Fakat kum ısınır ve onu yakar. Bu şekilde dokuz gün boyunca kum çıkarmaya çalışır ve bu arada öylesine yanar ki, kapkara olur. Nihayet kendi adını söylemeden denizin dibinden kum çıkarır ve Tanrı bu kumdan dünyayı yaratır. Şeytan, ağacın altında yaşamak istediğinden Tanrı’yı kovmaya çalışır, fakat büyük bir boğa gelir ve onu beraberinde alıp götürür. Ağaçtan yere et parçaları düşer ve yaprakların içinden insanlar fırlar. Yer ve Gök daha sonra ancak birbirinden ayrılmıştır.

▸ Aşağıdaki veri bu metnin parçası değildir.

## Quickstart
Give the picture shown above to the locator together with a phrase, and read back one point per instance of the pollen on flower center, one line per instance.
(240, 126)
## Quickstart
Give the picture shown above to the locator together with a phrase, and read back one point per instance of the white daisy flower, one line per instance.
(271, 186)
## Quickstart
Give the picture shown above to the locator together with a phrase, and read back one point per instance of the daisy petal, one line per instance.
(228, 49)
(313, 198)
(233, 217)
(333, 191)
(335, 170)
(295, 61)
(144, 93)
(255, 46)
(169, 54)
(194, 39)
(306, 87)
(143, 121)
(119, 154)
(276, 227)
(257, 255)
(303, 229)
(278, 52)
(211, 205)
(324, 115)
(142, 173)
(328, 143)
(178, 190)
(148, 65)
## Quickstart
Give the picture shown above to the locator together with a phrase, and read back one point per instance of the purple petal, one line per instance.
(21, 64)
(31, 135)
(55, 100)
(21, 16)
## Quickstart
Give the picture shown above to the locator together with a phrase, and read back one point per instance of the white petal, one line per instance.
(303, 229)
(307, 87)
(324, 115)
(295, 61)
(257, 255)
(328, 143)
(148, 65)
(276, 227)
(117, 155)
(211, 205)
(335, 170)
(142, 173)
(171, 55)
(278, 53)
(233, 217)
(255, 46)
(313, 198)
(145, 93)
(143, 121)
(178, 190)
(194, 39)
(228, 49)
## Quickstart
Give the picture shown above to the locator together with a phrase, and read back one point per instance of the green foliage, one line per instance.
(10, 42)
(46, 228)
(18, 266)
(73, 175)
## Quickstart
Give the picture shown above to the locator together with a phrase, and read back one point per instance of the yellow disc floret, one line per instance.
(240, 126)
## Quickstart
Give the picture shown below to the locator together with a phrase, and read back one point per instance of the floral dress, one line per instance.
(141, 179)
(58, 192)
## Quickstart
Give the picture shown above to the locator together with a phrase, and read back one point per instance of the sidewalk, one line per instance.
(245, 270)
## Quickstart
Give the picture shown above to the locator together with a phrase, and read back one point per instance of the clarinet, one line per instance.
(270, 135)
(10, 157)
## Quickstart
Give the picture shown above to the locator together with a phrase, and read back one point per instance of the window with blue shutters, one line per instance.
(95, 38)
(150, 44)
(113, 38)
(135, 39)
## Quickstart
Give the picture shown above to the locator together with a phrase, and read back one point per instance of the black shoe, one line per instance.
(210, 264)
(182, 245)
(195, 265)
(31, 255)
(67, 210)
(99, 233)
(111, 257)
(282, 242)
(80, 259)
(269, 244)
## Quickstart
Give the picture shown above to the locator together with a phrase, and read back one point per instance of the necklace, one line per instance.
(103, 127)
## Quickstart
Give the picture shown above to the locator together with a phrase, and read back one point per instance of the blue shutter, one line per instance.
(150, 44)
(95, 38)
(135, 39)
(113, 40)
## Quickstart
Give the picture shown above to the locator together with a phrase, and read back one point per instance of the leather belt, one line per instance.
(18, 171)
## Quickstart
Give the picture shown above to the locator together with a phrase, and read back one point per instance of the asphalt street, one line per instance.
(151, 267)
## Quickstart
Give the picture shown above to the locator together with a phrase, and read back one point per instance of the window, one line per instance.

Tanrı, bir vakit şeytanla birlikte deniz kenarına iner. Şeytan, suyun derinliğini öğrenmek üzere öne atılır, dibe dalar ve pençelerinde toprakla tekrar yukarı çıkar. Tanrı ona, bundan iki figür yani erkek ve kadını yapmasını emreder. Şeytan bunu da başarır ve Tanrı ondan bu figürleri konuşturmasını ister. Ancak bu kez şeytan onun emrini yerine getiremez ve yenilgiyi kabul etmek zorunda kalır.

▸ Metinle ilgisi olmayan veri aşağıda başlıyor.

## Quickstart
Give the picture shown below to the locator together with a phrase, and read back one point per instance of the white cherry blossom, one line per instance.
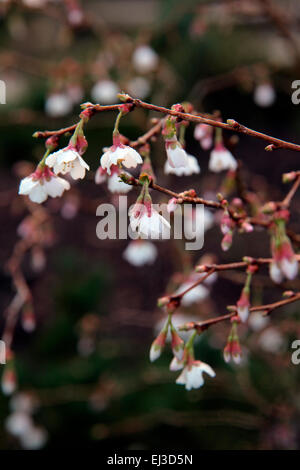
(145, 59)
(68, 160)
(140, 252)
(117, 154)
(191, 167)
(41, 184)
(192, 374)
(221, 159)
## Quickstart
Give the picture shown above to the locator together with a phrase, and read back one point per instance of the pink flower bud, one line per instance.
(226, 241)
(172, 205)
(243, 305)
(9, 380)
(227, 352)
(177, 344)
(226, 223)
(158, 345)
(289, 177)
(236, 351)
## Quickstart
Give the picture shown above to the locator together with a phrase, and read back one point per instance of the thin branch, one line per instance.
(267, 308)
(231, 124)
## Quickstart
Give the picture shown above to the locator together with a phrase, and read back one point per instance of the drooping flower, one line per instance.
(204, 134)
(41, 184)
(233, 351)
(114, 183)
(275, 273)
(192, 374)
(243, 305)
(140, 252)
(192, 167)
(145, 59)
(120, 154)
(177, 156)
(221, 159)
(176, 364)
(158, 344)
(284, 261)
(68, 160)
(172, 205)
(177, 344)
(148, 222)
(58, 105)
(227, 241)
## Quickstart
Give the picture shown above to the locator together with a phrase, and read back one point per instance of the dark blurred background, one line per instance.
(84, 374)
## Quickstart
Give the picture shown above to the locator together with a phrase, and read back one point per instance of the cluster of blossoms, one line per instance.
(192, 370)
(148, 223)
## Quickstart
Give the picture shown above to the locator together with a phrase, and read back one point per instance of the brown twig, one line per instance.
(267, 309)
(231, 124)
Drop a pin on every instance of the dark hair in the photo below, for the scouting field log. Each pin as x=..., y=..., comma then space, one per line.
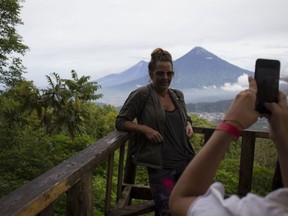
x=158, y=55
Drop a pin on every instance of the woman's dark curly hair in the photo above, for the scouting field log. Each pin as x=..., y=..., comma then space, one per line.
x=158, y=55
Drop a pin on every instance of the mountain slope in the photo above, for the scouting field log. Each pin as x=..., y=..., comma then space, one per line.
x=194, y=71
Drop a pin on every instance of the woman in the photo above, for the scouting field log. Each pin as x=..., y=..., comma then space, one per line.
x=163, y=128
x=195, y=194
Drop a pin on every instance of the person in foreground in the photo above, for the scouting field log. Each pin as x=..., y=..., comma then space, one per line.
x=196, y=194
x=163, y=129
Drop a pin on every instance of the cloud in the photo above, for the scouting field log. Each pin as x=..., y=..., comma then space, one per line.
x=241, y=84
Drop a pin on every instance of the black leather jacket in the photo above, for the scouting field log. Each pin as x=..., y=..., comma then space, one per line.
x=144, y=105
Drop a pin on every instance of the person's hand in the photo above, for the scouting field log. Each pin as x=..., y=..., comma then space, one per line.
x=189, y=130
x=242, y=112
x=279, y=118
x=152, y=135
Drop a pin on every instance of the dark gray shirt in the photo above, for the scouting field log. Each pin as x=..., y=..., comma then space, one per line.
x=175, y=151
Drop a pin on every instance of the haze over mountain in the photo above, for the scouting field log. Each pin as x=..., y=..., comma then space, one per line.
x=200, y=74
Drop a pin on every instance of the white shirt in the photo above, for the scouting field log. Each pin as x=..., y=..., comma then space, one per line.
x=213, y=203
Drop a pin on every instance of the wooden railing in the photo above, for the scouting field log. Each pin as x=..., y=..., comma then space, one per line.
x=74, y=177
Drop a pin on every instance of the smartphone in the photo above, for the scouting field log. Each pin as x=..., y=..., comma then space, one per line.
x=267, y=73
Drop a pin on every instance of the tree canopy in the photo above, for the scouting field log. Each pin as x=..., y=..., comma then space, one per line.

Tanrı, asasını figürlere doğru uzatır ve o anda yerden iki ağaç bitiverir. Bunlar, dallarıyla figürlere arkadan sarılır. Bunun üzerine figürler canlanır. Bunlar, Damo ve Yehwa adını taşıyan ilk insanoğullarıdır. Tanrı asasını tekrar kımıldatır ve bu kez ağaçlardan birinde elma ve diğerinde armut biter. Erkeğe armutları ve kadına elmaları yedirtir. Yılan, kadının elmaları yemesini engellemek ister (!). Kadını zaptedebilmek için, Tanrı bunu yılana ifade eder. Fakat sonra Tanrı Yılan’ı kovar ve kadın elmalardan yer. Meyveler, biçimlerinden dolayı her ikisinde, diğer cinse karşı karşı bir istek uyandırır ve Tanrı onlara sevişmelerini buyurur. Kadın, birinci ve ikinci sevişmenin ardından her defasında ‘encore’ (daha çok) der. Tanrı bir üçüncüsüne daha müsaade eder.
Fakat kadının üçüncü sevişmeden sonra da ‘encore’ (daha çok) diye bağırması üzerine, Tanrı kızarak onu ebedi doyumsuzluğa mahkum eder.